Dressed to Kill (Unrated)

The thriller genre has a long-established history of keeping audiences on their toes and delivering some well-timed scares. Intelligent mysteries, tight writing and expert acting are just some of the many elements that make up a quality thriller. 1980’sDressed to Kill is one of these finely tuned suspense films and now the unrated version of the film is out on Blu-ray so you better think twice about hopping in that cab with that attractive stranger.

Kate Miller (Angie Dickinson) is a lonely middle-aged housewife with strong sexual desires. The beginning of the film has her fantasizing about a steamy shower scenario followed by a lame real-life lovemaking session with her boring husband. Kate sees a psychiatrist, Dr. Robert Elliot (Michael Caine) to help her deal with her less-than-perfect existence. One day, Kate is spending the afternoon at an art museum and exchanges flirtatious stares with a mysterious gentleman. A passionate love affair eventually takes place at the man’s apartment followed by a grisly murder in the elevator. The rest of the film has the police investigating the killing, as well as the crime’s only witness and prime suspect, a sassy prostitute named Liz Blake (Nancy Allen) and the victim’s vengeful teenage son, Peter (Keith Gordon) who soon become the killer’s next targets.

Dressed to Kill is a taut and tense thriller that will definitely make you jump at times and keep you guessing all throughout. We follow Liz as she gets deeper and deeper into the mystery trying to clear her name while at the same time, trying not to get killed. The police investigation is led by a buffoon of a detective by the name of Marino (Dennis Franz) and the events of the plot will certainly maintain your interest until the end credits roll.

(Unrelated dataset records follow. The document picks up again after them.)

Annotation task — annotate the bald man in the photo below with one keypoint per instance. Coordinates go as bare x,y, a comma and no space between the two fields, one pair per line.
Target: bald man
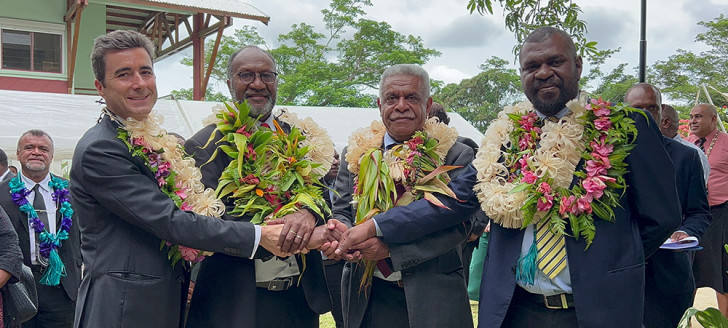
669,282
669,125
712,262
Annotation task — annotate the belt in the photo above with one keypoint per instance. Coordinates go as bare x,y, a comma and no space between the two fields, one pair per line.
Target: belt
555,302
277,284
719,206
398,283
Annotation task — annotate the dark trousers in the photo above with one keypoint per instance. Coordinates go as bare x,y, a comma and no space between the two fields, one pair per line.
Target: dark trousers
333,270
55,309
387,306
526,312
283,309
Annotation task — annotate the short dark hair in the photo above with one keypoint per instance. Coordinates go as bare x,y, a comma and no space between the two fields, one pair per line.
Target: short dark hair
116,40
3,160
36,133
544,33
437,110
237,52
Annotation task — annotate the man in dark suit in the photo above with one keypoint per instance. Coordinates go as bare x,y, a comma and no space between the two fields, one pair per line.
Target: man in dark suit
669,282
5,173
123,215
238,292
55,303
426,287
601,286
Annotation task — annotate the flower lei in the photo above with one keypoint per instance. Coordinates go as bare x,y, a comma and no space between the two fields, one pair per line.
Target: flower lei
416,164
272,173
49,242
176,175
526,170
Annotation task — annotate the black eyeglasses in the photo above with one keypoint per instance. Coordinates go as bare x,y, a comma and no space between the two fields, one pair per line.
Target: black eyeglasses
249,77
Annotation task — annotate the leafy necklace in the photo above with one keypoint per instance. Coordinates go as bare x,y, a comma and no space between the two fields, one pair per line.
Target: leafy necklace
527,170
49,242
415,166
175,173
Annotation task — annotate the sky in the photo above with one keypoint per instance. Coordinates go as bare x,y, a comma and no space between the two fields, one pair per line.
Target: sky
467,40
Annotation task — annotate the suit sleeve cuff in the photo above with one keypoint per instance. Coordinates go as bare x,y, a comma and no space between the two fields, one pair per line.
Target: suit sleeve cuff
376,226
257,241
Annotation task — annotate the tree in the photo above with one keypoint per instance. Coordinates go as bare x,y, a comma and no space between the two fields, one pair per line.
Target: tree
480,98
682,74
524,16
336,67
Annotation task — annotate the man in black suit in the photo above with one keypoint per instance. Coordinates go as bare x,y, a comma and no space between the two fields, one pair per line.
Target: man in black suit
601,286
426,287
669,282
55,303
5,172
238,292
124,216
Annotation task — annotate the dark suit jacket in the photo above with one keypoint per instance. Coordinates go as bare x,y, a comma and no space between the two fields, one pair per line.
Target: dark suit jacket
70,250
608,277
431,266
123,217
670,272
224,293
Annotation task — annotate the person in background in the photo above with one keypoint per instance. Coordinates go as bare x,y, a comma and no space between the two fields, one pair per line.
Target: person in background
669,281
41,189
11,262
711,263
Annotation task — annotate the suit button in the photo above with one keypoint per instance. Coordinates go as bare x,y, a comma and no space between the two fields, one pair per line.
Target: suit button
231,250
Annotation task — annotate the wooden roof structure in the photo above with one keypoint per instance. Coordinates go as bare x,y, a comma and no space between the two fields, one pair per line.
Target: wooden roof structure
172,25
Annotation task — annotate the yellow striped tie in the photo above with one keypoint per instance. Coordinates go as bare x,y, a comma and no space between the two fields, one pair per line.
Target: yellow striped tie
551,250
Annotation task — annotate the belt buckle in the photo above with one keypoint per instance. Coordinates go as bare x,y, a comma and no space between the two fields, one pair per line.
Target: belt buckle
277,285
564,304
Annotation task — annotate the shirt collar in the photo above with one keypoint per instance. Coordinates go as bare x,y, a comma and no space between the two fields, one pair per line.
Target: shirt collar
30,184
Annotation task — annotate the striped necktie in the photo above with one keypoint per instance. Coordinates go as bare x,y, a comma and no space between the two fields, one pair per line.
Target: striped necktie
551,250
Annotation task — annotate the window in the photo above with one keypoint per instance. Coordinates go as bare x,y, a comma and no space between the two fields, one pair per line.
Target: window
31,51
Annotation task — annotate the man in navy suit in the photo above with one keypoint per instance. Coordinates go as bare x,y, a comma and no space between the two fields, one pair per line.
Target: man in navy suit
601,286
669,282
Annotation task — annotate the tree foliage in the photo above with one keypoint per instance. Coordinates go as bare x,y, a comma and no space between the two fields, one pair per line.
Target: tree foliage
480,98
683,73
339,66
524,16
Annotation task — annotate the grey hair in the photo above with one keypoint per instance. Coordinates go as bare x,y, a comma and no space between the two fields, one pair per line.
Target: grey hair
36,133
116,40
544,33
231,73
407,69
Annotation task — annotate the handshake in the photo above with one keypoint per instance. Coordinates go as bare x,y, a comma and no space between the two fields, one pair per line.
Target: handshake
297,233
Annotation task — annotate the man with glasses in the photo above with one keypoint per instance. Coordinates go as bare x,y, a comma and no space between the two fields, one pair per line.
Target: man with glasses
237,292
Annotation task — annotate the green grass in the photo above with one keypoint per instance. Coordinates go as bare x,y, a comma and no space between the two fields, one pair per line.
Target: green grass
327,321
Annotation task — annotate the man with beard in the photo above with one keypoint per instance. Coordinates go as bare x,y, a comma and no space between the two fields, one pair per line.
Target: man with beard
236,292
56,303
598,286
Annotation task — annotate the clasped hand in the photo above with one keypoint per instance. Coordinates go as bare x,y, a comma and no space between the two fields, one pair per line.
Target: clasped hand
297,233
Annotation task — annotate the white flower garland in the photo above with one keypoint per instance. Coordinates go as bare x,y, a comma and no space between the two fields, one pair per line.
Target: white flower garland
561,147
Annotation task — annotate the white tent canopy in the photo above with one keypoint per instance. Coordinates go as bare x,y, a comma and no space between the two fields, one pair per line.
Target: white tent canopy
67,117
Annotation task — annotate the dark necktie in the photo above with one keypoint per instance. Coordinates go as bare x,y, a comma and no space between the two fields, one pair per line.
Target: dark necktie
39,206
701,143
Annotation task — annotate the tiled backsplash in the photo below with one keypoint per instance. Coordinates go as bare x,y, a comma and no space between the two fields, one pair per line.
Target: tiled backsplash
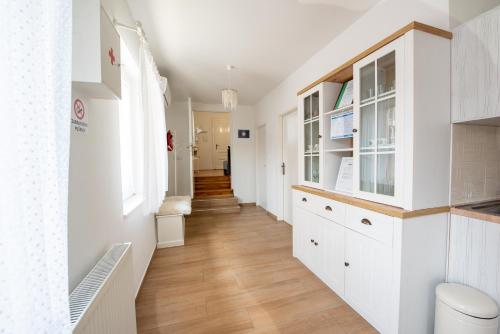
475,163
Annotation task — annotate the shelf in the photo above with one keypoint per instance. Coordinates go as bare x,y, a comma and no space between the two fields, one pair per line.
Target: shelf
311,120
341,150
339,110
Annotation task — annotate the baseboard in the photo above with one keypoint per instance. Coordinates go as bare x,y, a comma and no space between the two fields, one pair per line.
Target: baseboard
247,204
172,243
145,273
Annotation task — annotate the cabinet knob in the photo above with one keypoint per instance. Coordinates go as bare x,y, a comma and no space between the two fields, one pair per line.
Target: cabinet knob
365,221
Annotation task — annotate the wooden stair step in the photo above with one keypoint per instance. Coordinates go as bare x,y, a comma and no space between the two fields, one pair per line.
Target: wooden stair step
214,202
216,210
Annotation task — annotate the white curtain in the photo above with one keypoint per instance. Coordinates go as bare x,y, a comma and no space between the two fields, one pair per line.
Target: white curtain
155,137
35,92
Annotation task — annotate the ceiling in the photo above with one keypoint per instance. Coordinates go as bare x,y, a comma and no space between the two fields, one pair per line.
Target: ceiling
192,41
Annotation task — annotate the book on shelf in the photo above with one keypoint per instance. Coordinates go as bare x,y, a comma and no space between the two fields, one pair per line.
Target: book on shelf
346,95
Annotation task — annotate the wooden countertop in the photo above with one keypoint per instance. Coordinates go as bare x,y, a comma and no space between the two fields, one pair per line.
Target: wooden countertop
466,212
373,206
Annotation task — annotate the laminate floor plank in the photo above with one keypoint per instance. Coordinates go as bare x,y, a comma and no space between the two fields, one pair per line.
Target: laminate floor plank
236,274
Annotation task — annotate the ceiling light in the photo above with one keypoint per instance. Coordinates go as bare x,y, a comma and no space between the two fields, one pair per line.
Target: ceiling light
229,96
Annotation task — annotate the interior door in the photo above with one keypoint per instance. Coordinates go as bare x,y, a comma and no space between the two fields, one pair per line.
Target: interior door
368,278
190,147
290,163
220,132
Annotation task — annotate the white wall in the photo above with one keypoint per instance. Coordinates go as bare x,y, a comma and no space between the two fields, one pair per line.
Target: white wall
95,219
381,21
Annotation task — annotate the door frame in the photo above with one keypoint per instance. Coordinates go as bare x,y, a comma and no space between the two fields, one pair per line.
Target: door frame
257,167
281,216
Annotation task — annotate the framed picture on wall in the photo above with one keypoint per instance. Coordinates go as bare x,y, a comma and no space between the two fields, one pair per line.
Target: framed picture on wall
243,133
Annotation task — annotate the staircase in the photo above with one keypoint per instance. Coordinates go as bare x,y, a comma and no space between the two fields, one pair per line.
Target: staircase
213,194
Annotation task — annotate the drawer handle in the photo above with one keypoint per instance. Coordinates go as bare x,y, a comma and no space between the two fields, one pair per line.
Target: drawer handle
365,221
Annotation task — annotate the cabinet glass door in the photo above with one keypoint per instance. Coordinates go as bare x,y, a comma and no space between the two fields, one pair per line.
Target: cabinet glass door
377,131
311,137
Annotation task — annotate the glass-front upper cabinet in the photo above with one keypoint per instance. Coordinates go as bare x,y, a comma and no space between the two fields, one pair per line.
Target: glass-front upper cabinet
376,117
311,126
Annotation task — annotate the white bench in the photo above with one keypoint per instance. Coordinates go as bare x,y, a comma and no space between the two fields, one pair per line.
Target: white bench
170,221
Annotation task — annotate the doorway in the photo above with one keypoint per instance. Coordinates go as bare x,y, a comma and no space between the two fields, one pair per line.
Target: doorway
261,167
289,166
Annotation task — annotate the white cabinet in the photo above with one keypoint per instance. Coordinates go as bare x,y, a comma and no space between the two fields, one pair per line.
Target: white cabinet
401,119
312,106
475,69
96,51
385,267
368,278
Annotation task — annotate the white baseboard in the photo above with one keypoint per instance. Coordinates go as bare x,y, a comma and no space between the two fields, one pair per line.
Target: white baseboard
145,272
172,243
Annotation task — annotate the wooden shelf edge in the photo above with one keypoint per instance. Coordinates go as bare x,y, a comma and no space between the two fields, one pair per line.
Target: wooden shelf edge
343,69
373,206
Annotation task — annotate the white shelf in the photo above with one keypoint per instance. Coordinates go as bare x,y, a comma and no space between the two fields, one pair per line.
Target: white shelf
341,150
339,110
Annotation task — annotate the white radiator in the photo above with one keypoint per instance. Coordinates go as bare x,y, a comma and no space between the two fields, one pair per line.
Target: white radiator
104,302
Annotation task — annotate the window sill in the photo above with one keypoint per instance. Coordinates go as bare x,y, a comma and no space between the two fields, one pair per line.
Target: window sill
131,204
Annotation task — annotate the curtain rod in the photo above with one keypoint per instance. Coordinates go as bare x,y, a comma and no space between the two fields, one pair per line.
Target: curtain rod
138,27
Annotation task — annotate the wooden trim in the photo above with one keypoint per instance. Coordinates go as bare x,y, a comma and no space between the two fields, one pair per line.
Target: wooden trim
475,215
373,206
247,204
344,71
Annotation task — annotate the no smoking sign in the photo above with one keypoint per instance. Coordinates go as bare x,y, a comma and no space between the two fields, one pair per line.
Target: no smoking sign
79,116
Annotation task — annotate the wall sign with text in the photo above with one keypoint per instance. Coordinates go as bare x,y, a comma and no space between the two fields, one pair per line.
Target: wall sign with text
79,115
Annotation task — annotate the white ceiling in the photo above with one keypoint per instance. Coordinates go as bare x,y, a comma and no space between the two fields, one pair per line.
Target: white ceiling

Writer/director Brian De Palma (ScarfaceThe UntouchablesCarrie) has an uncanny ability of making an audience feel absolute dread while at the same time, allowing the audience to sympathize with certain characters. Liz is being hunted throughout most of the film and every chase scene with her is filled to the brim with raw excitement. Aside from the fact that she pleasures men for money, she really isn’t a bad person. The audience is right there with her in her fight for survival.

The camerawork and lighting definitely set the mood for a nail-biting and edge-of-your-seat cinematic experience. De Palma’s style echoes that of the late great master of suspense Mr. Alfred Hitchcock. There is no doubt about it. From terrifying shower scenes to creepy and ominous music, Dressed to Kill could have easily been directed by Hitch. This film is basically a love letter to Hitch signed by De Palma.

The acting in this movie is alright; not great and not terrible. Angie Dickinson (Rio Bravo) and Nancy Allen (RoboCop) show an interesting combination of fear and strength in their performances. Oscar-winner Michael Caine (Hannah and Her Sisters) is undeniably the best actor in this film. He brings a certain charm and a touch of class to the proceedings. It’s unfortunate that he didn’t get more screen time.

After more than three decades, DePalma’s Dressed to Kill is a perfect example of a film that has stood the test of time. The 80s were a great time for horror and thriller films. Gender roles became more ambiguous and women were seen as strong and independent. Angie Dickinson and Nancy Allen both display significant dominance in their respective roles and this is especially interesting because in the film, there is a back story concerning transgender people. If you want to get involved in an intriguing mystery that will give you a couple of jolts along the way, then Brian De Palma’s Dressed to Kill is the perfect movie for you.

Blu-ray Bonus Features

The bonus features for Dressed to Kill are truly killer. There is a making-of documentary which includes interviews with Brian De Palma, Angie Dickinson, Nancy Allen, Dennis Franz and more. There is an unrated, R-rated and TV-rated comparison featurette, a Slashing Dressed to Kill featurette and An Appreciation by Keith Gordon featurette. There is an animated photo gallery and lastly, a theatrical trailer for the film.